In the United States and Canada, C-section delivery has become more common over the past few decades. In contrast, there has been a decline in operative vaginal deliveries (those which involve tools such as forceps or vacuum extractors). Because of this inverse relationship, some have suggested that performing more operative deliveries could be a good way of decreasing the frequency of C-sections, and that this would improve birth outcomes. However, recent research has indicated that operative vaginal deliveries pose a substantial threat to the safety of mothers and babies.
Giulia M. Muraca and colleagues recently published in the Canadian Medical Association Journal (CMAJ), describing the results of a population-level study on how mode of delivery influences the likelihood of obstetric trauma (injury to the mother) and birth trauma (injury to the baby).

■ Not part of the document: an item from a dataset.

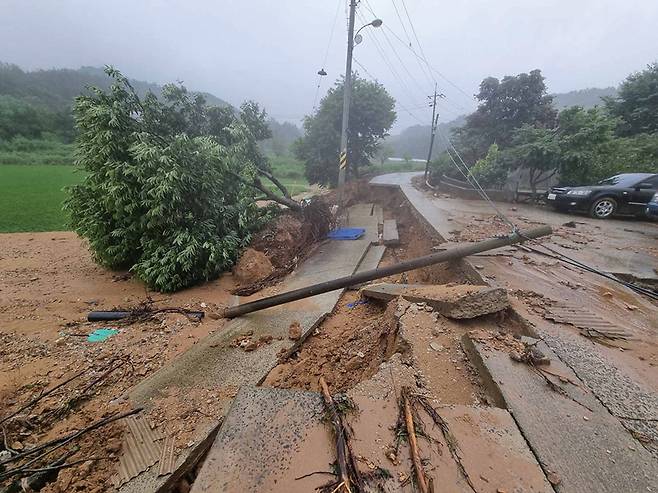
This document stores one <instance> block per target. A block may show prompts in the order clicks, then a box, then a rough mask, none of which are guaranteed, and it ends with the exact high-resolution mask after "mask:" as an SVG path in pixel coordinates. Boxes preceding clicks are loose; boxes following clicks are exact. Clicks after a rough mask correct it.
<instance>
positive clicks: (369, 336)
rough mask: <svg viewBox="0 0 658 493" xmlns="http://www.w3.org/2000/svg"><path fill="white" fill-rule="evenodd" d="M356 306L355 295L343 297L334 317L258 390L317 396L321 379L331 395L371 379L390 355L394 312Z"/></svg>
mask: <svg viewBox="0 0 658 493" xmlns="http://www.w3.org/2000/svg"><path fill="white" fill-rule="evenodd" d="M356 300H358V296H357V295H356V294H355V293H348V294H347V295H345V296H343V298H342V299H341V306H340V307H339V308H337V310H336V312H335V313H334V314H332V315H331V316H330V317H329V318H328V319H327V320H326V321H325V322H324V323H323V324H322V326H321V328H320V329H319V330H318V332H317V333H316V334H314V335H312V336H311V337H309V338H308V339H307V340H306V341H305V343H304V345H303V346H302V347H301V349H300V350H299V351H298V352H297V353H296V354H294V355H293V356H291V357H290V358H289V359H288V360H287V361H285V362H283V363H282V364H280V365H278V366H277V367H276V368H274V369H273V370H272V371H271V372H270V374H269V375H268V376H267V378H266V379H265V382H264V383H263V385H266V386H269V387H278V388H299V389H307V390H314V391H319V390H320V388H319V385H318V379H319V377H320V375H322V376H324V378H325V380H326V381H327V383H328V384H329V385H330V386H331V388H332V390H333V391H343V390H346V389H348V388H351V387H352V386H354V385H355V384H356V383H358V382H360V381H361V380H364V379H366V378H368V377H370V376H371V375H374V374H375V373H376V372H377V370H378V368H379V365H380V364H381V363H382V361H384V360H385V359H386V358H387V357H389V356H390V355H391V354H392V353H393V352H394V351H395V344H396V331H397V320H396V319H395V316H394V312H395V306H394V304H391V306H390V308H389V309H386V308H385V307H384V306H382V305H380V304H377V303H374V302H370V303H366V304H357V303H354V302H355V301H356ZM348 305H349V306H348Z"/></svg>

Methods: Data from 1,938,913 Births
Muraca et al. (2018) used data compiled from hospital deliveries in the Canadian provinces of Alberta, Manitoba, Ontario, and Saskatchewan between April 2004 and March 2015. They included all live singleton births that occurred between 37 and 41 weeks of gestation; in total, 1,938,913 deliveries. The main outcomes under consideration were obstetric trauma and severe birth trauma.

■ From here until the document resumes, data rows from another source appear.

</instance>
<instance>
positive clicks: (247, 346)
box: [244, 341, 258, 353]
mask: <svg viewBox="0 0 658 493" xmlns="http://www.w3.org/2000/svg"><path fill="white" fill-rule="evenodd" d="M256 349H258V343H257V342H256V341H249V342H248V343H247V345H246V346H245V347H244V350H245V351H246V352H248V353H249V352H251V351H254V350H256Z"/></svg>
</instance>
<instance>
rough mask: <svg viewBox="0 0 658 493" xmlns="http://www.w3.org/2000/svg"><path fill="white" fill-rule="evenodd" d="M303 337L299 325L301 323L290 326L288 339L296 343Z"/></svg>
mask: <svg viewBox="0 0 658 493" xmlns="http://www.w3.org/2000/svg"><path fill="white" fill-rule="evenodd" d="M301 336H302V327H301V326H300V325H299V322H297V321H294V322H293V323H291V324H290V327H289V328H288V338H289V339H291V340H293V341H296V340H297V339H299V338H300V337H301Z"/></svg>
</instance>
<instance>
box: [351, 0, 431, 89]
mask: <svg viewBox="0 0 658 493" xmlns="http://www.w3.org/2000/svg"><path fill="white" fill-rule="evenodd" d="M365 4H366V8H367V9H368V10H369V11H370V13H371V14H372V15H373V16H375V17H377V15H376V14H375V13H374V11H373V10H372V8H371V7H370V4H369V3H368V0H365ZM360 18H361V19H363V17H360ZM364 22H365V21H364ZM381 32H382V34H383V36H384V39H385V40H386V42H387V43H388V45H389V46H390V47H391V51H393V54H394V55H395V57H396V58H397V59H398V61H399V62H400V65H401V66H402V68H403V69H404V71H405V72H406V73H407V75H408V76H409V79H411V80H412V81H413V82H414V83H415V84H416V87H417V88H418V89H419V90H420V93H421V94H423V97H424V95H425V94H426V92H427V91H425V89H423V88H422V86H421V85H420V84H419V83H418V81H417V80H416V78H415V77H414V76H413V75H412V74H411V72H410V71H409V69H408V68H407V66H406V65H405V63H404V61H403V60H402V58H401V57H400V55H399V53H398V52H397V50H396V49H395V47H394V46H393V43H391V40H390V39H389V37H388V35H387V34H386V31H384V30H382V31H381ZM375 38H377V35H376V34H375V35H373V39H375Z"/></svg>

Results: Operative Vaginal Deliveries Increase Risk of Negative Birth Outcomes
Muraca et al.’s research showed a positive association between the rate of operative vaginal delivery and the rate of obstetric trauma. They also found a positive association between the rate of operative vaginal delivery and severe birth trauma, although this was only observed in nulliparous women. In other words, their research suggests that tools such as forceps and vacuum extractors can increase the likelihood of obstetric trauma, as well as that of birth trauma for women who are delivering their first baby.
Interestingly, they found that among those who had operative vaginal deliveries, the rates of obstetric trauma and severe birth trauma had increased over time. Obstetric trauma was especially common among a) nulliparous women who had forceps deliveries and b) parous women who had operative deliveries after having previously had a baby via C-section. The most common form of obstetric trauma was anal sphincter injury.
Additionally, the rate of severe birth trauma in operative deliveries increased over time among a) nulliparous women and b) parous women who had not had C-sections.
The authors note that the increase in negative outcomes of operative vaginal deliveries over time “may be due to a decline in expertise, to poor selection of candidates for operative vaginal delivery, or perhaps to operative vaginal delivery being reserved for the most severe cases.”
Higher rates of operative vaginal delivery were associated with higher rates of obstetric trauma, as well as higher rates of severe birth trauma suffered by babies of nulliparous women. Moreover, among women having operative vaginal deliveries, the risk of obstetric trauma and severe birth trauma has increased over time.
Muraca, Giulia M., et al. “Ecological Association between Operative Vaginal Delivery and Obstetric and Birth Trauma.” CMAJ, CMAJ, 18 June 2018, www.cmaj.ca/content/190/24/E734.